Well, as I sit here, I’ve played the sales support run-around game for about twenty minutes. You see, Sarah and I are in the market for a laptop computer. She’ll need one come August for Law School (more on that later) and she has specific specifications:
1) Windows XP Pro SP2
2) 2.0Ghz Pentium or AMD processor/1.3GHz Pentium M or Celeron M Processor
3) 512meg ram
4) 802.11g compatible wireless network card
5) 20gig+ hard drive
6) CD/DVD drive
7) 3.5″ drive or USB ports to plug one in
8) 3 year warranty or extended warranty
A fairly standard list of requirements, you know? Mid-level type of system. Well, the biggest problem is that XP is available for sale on so few systems. And for the ones that it is available on, for $100 more after all of the upgrades to it, you could get a Vista Ultimate system with much better specs (NVDIA graphics cards, fingerprint readers, 1-2megs more RAM, 100gigs more on the HD at about 3600rpm faster, .5Ghz faster processor). And why care about Vista Ultimate?
You see, Vista Ultimate is downgradeable to XP Pro. You can transfer your license to a version of XP Pro and use that instead. And trust me, for this laptop and its needs, XP Pro and that warranty are the biggest things.
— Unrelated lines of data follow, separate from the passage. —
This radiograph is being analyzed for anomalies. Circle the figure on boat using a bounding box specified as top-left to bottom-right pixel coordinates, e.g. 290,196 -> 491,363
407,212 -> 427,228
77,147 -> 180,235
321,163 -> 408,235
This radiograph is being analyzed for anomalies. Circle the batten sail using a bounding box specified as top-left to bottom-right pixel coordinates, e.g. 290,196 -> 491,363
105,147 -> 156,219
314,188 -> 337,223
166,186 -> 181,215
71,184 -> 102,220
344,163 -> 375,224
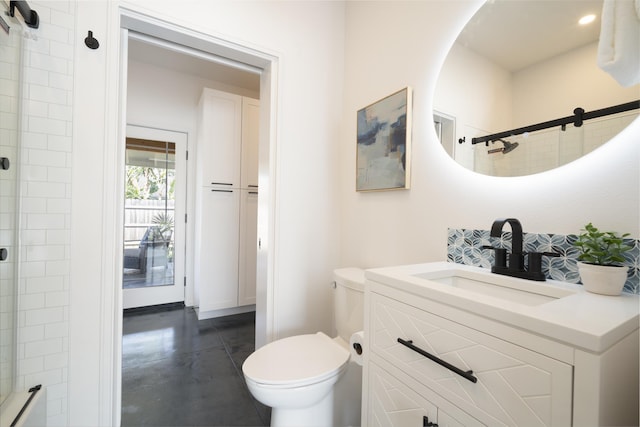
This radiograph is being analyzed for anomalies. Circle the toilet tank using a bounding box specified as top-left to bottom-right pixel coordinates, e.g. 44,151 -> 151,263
333,268 -> 364,343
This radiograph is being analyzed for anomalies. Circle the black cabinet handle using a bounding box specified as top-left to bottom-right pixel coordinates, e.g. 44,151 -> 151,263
422,415 -> 438,427
398,338 -> 478,383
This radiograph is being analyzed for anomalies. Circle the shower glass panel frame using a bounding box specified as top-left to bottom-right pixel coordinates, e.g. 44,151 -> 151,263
0,9 -> 23,405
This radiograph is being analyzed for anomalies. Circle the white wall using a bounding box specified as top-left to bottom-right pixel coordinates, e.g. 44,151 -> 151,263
511,42 -> 640,128
339,1 -> 640,267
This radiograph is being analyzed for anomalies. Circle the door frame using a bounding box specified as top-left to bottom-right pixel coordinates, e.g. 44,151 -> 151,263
122,124 -> 189,309
109,5 -> 280,425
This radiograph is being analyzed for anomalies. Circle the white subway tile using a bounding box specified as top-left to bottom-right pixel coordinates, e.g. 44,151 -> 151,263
24,369 -> 62,387
25,307 -> 64,330
42,22 -> 69,43
47,199 -> 71,213
24,100 -> 49,117
45,291 -> 69,310
51,7 -> 75,29
47,398 -> 63,418
26,245 -> 64,261
46,231 -> 71,245
20,294 -> 45,310
27,117 -> 67,136
29,150 -> 67,168
25,274 -> 64,293
49,41 -> 73,60
48,71 -> 73,92
24,68 -> 49,86
20,197 -> 47,213
29,83 -> 69,105
49,104 -> 73,121
26,182 -> 67,199
26,214 -> 65,230
20,262 -> 45,279
18,357 -> 44,375
44,380 -> 68,400
47,135 -> 73,153
18,324 -> 44,343
47,166 -> 71,183
21,164 -> 47,181
45,258 -> 69,276
20,132 -> 47,151
28,52 -> 69,76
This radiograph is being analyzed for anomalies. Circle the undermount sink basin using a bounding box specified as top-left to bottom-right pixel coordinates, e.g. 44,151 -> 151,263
413,269 -> 576,306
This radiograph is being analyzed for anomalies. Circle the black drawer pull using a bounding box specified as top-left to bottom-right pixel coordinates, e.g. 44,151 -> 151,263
398,338 -> 478,383
422,416 -> 438,427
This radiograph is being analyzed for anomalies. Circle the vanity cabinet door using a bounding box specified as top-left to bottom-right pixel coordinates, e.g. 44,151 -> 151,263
368,363 -> 438,427
370,293 -> 572,426
365,362 -> 483,427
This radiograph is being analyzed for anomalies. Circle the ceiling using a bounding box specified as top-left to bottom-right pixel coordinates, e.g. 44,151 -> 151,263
128,37 -> 260,92
457,0 -> 602,71
129,0 -> 602,88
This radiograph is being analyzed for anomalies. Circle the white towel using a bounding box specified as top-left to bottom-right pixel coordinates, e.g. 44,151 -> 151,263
598,0 -> 640,87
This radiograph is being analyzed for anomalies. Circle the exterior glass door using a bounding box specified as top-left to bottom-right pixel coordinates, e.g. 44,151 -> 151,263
122,126 -> 186,308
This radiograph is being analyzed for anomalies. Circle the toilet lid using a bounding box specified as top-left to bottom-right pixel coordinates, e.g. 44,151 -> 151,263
242,332 -> 349,385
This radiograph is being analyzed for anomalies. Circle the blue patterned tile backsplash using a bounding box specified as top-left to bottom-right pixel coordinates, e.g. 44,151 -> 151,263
447,228 -> 640,294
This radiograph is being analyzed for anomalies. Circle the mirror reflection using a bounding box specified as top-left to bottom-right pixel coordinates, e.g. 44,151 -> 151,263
433,0 -> 640,176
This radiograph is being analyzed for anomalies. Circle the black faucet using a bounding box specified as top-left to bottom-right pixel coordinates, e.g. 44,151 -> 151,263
483,218 -> 559,281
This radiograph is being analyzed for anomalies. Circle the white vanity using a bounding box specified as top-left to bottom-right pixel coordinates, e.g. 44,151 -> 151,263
362,262 -> 640,427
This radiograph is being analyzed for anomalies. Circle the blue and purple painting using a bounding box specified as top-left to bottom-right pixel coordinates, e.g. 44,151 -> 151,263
356,87 -> 411,191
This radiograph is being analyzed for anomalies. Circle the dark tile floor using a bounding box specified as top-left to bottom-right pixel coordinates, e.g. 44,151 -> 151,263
121,307 -> 270,427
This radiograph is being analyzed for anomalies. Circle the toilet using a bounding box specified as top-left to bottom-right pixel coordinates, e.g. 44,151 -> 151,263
242,268 -> 364,427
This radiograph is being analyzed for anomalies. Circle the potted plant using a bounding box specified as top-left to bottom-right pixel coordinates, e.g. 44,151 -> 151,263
573,223 -> 631,295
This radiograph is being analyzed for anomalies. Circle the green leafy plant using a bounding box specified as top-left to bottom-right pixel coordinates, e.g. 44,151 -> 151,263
573,223 -> 631,265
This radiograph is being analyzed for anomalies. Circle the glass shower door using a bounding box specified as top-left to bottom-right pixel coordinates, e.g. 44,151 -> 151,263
0,7 -> 22,405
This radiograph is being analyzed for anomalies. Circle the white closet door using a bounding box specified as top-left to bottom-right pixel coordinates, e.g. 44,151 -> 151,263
198,89 -> 242,187
196,187 -> 240,312
238,190 -> 258,305
241,98 -> 260,188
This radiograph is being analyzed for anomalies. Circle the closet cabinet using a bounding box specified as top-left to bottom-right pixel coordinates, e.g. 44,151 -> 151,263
194,89 -> 260,319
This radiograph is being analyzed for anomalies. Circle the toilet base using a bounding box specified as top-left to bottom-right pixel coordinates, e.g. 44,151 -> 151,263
271,391 -> 333,427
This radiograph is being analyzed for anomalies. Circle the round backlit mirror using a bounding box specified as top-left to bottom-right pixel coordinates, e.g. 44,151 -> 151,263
433,0 -> 640,176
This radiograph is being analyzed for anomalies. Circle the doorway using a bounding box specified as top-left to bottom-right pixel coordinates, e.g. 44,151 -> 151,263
122,125 -> 187,309
113,8 -> 279,424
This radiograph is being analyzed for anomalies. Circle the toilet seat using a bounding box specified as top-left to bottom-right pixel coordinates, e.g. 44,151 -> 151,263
242,332 -> 350,387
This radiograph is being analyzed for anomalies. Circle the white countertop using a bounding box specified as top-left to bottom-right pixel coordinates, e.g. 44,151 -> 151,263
365,262 -> 640,353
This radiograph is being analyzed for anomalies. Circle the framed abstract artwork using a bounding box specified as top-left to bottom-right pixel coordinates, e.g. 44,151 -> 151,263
356,87 -> 412,191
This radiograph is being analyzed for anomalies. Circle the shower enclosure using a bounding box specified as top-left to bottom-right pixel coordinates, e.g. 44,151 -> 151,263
0,4 -> 23,404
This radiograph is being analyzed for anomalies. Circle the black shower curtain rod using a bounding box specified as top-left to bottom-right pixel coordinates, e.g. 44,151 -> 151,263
9,0 -> 40,28
468,100 -> 640,146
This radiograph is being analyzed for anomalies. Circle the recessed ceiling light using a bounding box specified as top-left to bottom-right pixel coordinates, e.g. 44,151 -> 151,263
578,15 -> 596,25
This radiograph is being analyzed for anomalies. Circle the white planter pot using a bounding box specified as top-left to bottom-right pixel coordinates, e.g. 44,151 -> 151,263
578,262 -> 629,295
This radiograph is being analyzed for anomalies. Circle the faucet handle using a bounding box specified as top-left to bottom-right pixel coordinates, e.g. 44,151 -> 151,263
529,252 -> 560,273
482,245 -> 507,268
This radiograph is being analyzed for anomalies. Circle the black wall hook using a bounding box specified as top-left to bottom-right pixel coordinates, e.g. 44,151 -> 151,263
84,31 -> 100,49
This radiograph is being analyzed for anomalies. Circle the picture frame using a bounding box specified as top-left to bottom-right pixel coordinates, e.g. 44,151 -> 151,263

And therein the problem lies. You see, when you get a $1,500ish laptop, that warranty is damn well important. Especially because you’re upgrading it to a three year warranty in our case. So with that all said, why not just find one of the few XP laptops left and use that? Because you’ll pay about the same money in purchasing it, AND if something goes wrong, you have the rights to Vista and XP.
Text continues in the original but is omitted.